Food Lion remodeling, pandemic fuel Greencastle distribution center jobs
The remodeling of more than 100 Food Lion grocery stores in five states, the opening of 20 more and the pandemic surge in demand for groceries are fueling a hiring push at ADUSA Distribution LLC's facility on Commerce Avenue in Antrim Township.
Two hundred employees have been hired in the past four months and 100 more are needed, according to a news release from Ahold Delhaize USA, the retail group that owns Food Lion, Giant Food, The GIANT Company (GIANT and MARTIN'S), Hannaford and Stop & Shop. ADUSA Distribution LLC is its distribution company.
The 1.1-million-square-foot ADUSA Distribution facility in the Greencastle-Antrim Development Corp. industrial park serves Food Lion stores in Pennsylvania, Maryland, Virginia, West Virginia and Delaware, according to Mike Snavely, distribution center lead in Greencastle.
“The past year has been an unprecedented time for grocery,” Snavely said. “Each of our associates plays an invaluable role in ensuring local families have access to the food and other products they need. Every day, we believe our associates are superheroes and this is true now more than ever. We’re excited to welcome 100 new associates into our ADUSA Distribution family, where we not only offer competitive compensation and benefits, but also a culture of care and the opportunity to grow a career.”
Positions include drivers, selectors, sanitation workers, fork lift drivers and a facilities maintenance manager. The goal is 670 employees to handle the increase in volume, Snavely said. More information about the jobs is available at adusadistributionjobs.com.
The facility's volume is up 25 percent due to 112 remodeled and 20 new stores, as well as more people eating at home during the pandemic, Snavely said.
The site is a full-service distribution center, dealing with everything from dry goods, frozen foods and dairy items to health and beauty aids in both private store label and national brands. Workers handle three million cases a week or 156 million annually, according to Snavely, who said a case typically includes 12 to 24 units.
The transportation fleet travels 33,000 miles a day or 12 million miles a year.
The Greencastle distribution center serves 154 Food Lion stores, including 112 that were part of the remodeling process that started five years ago.
A December news release from Food Lion marked the completion of a $212.5 million remodeling project at 112 stores, including Mercersburg and Hanover in south-central Pennsylvania.
“Nourishing our neighbors in the towns and cities we serve is core to everything we do, and we’re excited to welcome customers to their fresh, new Food Lion," Meg Ham, president of Food Lion, said in the news release. "Neighbors, many who have shopped in their local Food Lion for decades, are now able to enjoy a new grocery shopping experience through the significant investments in our stores, associates and communities."
The changes included expanded variety and assortment across all departments; more items in the “Local Goodness” section; expanded variety of craft beer and limited reserve wines, where available; more natural, organic and gluten-free items; a larger selection of fresh produce and meat; a wider variety of grab-and-go items and pre-sliced deli meats; a more efficient checkout process; new signs and groupings of like products; and additional safety equipment and protocols.
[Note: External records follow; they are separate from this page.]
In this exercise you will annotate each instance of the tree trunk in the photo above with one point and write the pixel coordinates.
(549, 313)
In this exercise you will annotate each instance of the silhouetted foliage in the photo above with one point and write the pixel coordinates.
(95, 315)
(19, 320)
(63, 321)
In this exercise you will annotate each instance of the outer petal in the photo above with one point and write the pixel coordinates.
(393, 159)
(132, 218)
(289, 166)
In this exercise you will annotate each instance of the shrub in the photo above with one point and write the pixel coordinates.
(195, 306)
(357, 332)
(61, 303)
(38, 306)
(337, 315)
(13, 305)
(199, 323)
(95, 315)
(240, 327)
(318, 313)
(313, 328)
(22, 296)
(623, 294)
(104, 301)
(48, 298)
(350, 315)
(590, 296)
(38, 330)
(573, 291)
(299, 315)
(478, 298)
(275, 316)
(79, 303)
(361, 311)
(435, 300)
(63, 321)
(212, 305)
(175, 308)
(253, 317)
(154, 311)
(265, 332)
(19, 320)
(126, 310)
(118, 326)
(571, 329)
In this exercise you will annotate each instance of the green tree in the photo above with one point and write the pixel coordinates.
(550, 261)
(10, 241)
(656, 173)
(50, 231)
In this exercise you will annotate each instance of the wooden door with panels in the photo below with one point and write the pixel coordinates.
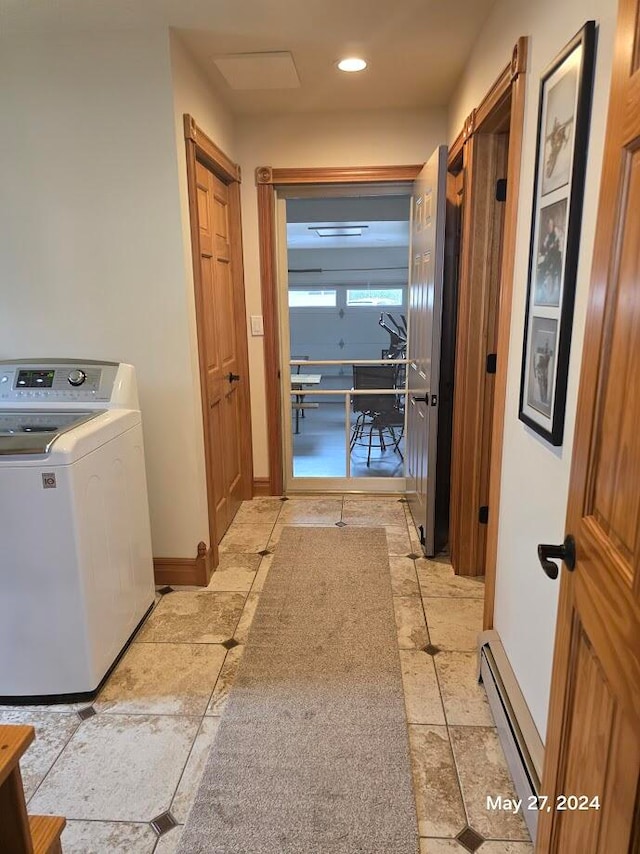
(214, 199)
(221, 349)
(593, 740)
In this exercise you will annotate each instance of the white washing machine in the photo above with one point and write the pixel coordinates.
(76, 569)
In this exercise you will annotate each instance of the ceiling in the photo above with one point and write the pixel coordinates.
(383, 222)
(416, 49)
(375, 235)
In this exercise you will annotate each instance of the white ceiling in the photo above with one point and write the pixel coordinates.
(386, 219)
(302, 235)
(416, 49)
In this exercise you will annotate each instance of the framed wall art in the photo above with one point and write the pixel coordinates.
(561, 154)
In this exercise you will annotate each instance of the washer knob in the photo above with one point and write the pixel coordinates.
(77, 377)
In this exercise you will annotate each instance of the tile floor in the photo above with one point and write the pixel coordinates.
(124, 770)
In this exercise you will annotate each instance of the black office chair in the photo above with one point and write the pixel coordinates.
(381, 413)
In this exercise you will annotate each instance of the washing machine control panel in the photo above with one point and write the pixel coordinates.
(56, 383)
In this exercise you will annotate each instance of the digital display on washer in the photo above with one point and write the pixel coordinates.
(35, 379)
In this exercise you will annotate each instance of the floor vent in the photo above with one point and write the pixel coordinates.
(517, 732)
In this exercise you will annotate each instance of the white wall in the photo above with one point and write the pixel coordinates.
(356, 139)
(535, 476)
(92, 257)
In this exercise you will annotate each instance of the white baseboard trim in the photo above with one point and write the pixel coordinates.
(517, 731)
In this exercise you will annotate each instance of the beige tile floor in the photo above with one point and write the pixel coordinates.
(140, 749)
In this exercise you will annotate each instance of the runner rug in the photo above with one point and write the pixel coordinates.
(312, 756)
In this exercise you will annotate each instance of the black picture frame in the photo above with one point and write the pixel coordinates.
(564, 115)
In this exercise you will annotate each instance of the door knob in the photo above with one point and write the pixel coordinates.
(565, 551)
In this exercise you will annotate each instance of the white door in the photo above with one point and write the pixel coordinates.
(425, 320)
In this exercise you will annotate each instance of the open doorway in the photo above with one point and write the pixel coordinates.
(343, 310)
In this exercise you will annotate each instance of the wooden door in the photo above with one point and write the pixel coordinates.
(484, 164)
(428, 211)
(222, 357)
(593, 741)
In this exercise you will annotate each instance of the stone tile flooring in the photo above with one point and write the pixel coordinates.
(138, 754)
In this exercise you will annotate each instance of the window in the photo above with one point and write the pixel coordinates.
(312, 299)
(375, 296)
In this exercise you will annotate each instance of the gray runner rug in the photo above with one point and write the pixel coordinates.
(312, 754)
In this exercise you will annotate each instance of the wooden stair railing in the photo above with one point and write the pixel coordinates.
(19, 832)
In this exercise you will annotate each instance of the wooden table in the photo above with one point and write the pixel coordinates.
(298, 382)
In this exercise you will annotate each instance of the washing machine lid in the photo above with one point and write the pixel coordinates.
(24, 431)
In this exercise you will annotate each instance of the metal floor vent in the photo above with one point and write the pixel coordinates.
(518, 735)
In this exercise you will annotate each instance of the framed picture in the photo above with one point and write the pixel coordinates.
(561, 154)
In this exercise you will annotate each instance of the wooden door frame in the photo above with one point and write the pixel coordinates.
(267, 181)
(581, 589)
(200, 148)
(505, 98)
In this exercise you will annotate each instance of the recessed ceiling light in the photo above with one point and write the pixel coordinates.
(352, 63)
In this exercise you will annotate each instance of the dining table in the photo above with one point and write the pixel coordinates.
(298, 383)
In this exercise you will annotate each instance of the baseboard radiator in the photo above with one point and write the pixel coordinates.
(518, 735)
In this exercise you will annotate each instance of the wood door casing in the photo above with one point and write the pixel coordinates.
(593, 741)
(425, 317)
(220, 345)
Snavely also highlighted the health and safety protocols at the distribution center, where there is "rigorous cleaning." Employees also must wear masks at all times while indoors and have daily health assessments and temperature checks.
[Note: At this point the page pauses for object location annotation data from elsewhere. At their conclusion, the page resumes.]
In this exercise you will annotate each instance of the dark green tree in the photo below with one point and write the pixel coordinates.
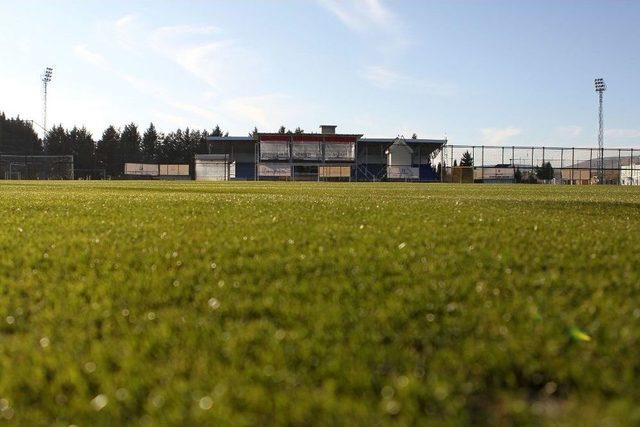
(130, 144)
(58, 142)
(466, 159)
(18, 137)
(108, 153)
(83, 149)
(517, 175)
(149, 145)
(545, 172)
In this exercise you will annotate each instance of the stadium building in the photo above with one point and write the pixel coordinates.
(318, 156)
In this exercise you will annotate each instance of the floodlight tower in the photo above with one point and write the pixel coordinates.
(46, 78)
(601, 86)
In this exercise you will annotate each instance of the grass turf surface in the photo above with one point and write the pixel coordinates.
(329, 304)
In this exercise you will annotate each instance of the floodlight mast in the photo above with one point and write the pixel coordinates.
(46, 78)
(601, 87)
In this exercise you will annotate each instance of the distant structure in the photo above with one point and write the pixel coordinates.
(323, 156)
(46, 79)
(601, 86)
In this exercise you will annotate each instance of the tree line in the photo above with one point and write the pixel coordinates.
(107, 155)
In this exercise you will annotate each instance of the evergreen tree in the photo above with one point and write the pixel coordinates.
(108, 153)
(150, 144)
(466, 159)
(545, 172)
(83, 149)
(58, 142)
(517, 175)
(130, 144)
(18, 137)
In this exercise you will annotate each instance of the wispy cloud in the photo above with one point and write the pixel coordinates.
(499, 136)
(94, 58)
(386, 78)
(204, 52)
(142, 85)
(622, 133)
(267, 111)
(568, 132)
(368, 17)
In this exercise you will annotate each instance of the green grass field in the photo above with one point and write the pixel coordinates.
(318, 304)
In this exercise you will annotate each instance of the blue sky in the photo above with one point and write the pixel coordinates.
(481, 72)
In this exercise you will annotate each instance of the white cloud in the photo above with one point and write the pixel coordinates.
(225, 66)
(368, 17)
(381, 77)
(568, 132)
(88, 55)
(385, 78)
(200, 50)
(496, 136)
(124, 32)
(266, 111)
(622, 133)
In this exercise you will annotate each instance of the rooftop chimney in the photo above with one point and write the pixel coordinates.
(328, 129)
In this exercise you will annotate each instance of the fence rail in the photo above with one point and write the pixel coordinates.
(566, 165)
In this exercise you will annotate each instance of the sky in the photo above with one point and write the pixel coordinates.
(478, 72)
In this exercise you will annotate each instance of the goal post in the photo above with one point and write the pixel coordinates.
(36, 167)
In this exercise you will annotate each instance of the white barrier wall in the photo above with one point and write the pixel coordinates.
(403, 172)
(141, 169)
(215, 170)
(273, 169)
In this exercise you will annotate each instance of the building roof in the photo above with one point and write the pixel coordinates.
(319, 135)
(408, 141)
(230, 138)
He helped open the Greencastle facility, then known as the Food Lion Distribution Center, in May 1991, worked there until 1998 and returned in June 2020.
Snavely said the culture of the place and the dedication of the employees hasn't changed over the years.
"I'm very proud of who we have employed with us," Snavely said, adding the employees truly are superheroes who rolled up their sleeves and jumped in to help during the pandemic.